Cargo Cult Science

 

by Richard P. Feynman Click to see one of his favorite pictures

taken from

Surely your joking Mr. Feynman: Adventures of a curious character

Norton, 1985.

 

So we really ought to look into theories that don't work, and science that isn't science.

 

I think the educational and psychological studies that I mentioned are examples of what I would call cargo cult science. In the South Seas there is a cargo cult of people. During the war they saw airplanes land with lots of good materials, and they want the same thing to happen now. So they've arranged to make things like runways, to put fires along the sides of the runways, to make a wooden hut for a man to sit in, with two wooden pieces on his head like headphones and bars of bamboo sticking out like antennas--he's the controller-- and they wait for the planes to land. They're doing everything right. The form is perfect. It looks exactly the way it looked before. But it doesn't work. No airplanes land. So I call these things cargo cult science, because they follow all the apparent precepts and forms of scientific investigation, but they're missing something essential, because the planes don't land.

 

 

Now it behooves me, of course, to tell you what they're missing. But it would be just about as difficult to explain to the South Sea Islanders how they have to arrange things so that they get some wealth in their system. It is not something simple like telling them how to improve the shapes of the earphones. But there is one feature I notice that is generally missing in cargo cult science.
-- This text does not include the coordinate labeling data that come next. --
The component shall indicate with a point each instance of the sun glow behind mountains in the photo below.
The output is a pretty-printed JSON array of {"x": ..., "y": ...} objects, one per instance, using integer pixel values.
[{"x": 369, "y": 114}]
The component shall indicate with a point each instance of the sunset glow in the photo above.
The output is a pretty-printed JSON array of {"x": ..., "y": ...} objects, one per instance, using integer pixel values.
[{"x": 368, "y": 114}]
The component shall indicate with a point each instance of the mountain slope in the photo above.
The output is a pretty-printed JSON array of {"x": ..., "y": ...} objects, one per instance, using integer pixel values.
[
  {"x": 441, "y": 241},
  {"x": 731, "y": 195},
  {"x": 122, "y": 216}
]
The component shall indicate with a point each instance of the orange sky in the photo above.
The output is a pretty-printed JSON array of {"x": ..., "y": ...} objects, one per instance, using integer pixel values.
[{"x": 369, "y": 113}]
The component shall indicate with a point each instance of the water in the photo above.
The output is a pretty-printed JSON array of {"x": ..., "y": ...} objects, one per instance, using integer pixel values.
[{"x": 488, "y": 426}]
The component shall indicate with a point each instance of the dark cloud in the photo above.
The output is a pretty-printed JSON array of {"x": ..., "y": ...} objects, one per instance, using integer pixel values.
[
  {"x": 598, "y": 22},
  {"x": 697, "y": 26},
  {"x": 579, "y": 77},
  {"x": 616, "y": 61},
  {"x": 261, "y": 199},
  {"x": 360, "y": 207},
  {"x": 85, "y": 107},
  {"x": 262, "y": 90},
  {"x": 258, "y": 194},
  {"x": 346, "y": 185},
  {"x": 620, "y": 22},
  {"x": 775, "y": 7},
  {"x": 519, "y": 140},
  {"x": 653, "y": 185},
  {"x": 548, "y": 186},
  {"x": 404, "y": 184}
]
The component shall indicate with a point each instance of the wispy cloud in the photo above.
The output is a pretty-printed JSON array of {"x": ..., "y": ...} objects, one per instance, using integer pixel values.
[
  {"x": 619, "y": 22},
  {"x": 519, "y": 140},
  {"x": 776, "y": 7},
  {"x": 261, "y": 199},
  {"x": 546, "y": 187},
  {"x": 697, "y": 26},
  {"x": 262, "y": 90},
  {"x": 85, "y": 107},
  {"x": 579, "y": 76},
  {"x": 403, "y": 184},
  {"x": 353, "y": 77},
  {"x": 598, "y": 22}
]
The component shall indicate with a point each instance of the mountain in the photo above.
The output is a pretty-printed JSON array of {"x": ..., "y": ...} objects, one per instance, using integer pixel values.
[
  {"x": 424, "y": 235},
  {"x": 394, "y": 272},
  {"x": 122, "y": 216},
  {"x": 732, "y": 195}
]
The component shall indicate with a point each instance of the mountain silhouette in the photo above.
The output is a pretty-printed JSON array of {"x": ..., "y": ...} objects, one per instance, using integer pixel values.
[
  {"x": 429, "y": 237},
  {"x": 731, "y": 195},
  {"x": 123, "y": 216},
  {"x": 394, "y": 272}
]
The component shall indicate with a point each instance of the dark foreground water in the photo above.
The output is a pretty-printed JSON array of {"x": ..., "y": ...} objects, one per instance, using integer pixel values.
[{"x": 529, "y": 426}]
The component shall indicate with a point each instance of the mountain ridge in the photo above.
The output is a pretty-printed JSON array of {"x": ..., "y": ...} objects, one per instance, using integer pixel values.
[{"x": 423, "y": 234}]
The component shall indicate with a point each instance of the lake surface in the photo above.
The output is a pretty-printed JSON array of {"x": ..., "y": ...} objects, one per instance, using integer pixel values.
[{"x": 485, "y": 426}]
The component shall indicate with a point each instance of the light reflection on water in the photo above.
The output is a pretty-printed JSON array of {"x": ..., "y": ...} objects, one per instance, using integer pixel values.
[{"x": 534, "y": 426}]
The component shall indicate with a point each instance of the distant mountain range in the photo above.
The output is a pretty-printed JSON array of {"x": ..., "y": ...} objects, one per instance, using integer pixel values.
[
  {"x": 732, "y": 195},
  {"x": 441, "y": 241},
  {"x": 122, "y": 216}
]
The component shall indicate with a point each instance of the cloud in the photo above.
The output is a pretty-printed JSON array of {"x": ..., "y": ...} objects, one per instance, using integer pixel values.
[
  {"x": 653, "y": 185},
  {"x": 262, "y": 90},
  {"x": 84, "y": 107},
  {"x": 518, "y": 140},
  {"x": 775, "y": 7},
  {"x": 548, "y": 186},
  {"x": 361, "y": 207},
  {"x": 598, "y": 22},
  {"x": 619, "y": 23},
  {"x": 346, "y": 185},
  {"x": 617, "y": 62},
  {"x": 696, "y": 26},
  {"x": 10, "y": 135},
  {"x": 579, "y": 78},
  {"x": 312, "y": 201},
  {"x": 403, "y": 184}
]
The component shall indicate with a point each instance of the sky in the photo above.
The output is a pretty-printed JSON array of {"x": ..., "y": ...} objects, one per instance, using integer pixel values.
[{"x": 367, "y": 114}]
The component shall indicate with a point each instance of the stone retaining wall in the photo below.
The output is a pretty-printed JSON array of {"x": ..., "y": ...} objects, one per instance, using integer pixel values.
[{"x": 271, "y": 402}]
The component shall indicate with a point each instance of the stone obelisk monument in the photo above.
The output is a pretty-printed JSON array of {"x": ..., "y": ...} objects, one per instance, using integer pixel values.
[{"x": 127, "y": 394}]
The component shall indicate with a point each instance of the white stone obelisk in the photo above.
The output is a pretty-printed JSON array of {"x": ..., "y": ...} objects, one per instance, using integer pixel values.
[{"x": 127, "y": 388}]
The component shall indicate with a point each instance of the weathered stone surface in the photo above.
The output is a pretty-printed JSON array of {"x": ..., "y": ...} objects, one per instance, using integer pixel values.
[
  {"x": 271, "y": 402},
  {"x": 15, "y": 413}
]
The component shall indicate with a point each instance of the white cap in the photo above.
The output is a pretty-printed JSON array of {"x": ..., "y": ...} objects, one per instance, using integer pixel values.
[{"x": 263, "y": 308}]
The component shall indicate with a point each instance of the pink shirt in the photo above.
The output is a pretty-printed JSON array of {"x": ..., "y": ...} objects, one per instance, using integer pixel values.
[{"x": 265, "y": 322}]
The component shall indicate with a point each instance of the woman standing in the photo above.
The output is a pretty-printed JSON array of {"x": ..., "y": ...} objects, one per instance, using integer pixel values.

That is the idea that we all hope you have learned in studying science in school -- we never explicitly say what it is, but just hope that you catch on by all the examples of scientific investigation. It is interesting, therefore, to bring it out now and speak of it explicitly. It's a kind of scientific integrity, a principle of scientific thought that corresponds to a kind of utter honesty…

 

 

Richard Feynman (1918-1988), was a physicist born in the State of New York, attended MIT and Princeton, served on the Manhatten project, and was a professor at Cornell and then at the California Institute of Technology. He developed the path integral approach to quantum mechanics, one of the main founders of QED or quantum electrodynamics, for which he won the Nobel Prize in Physics.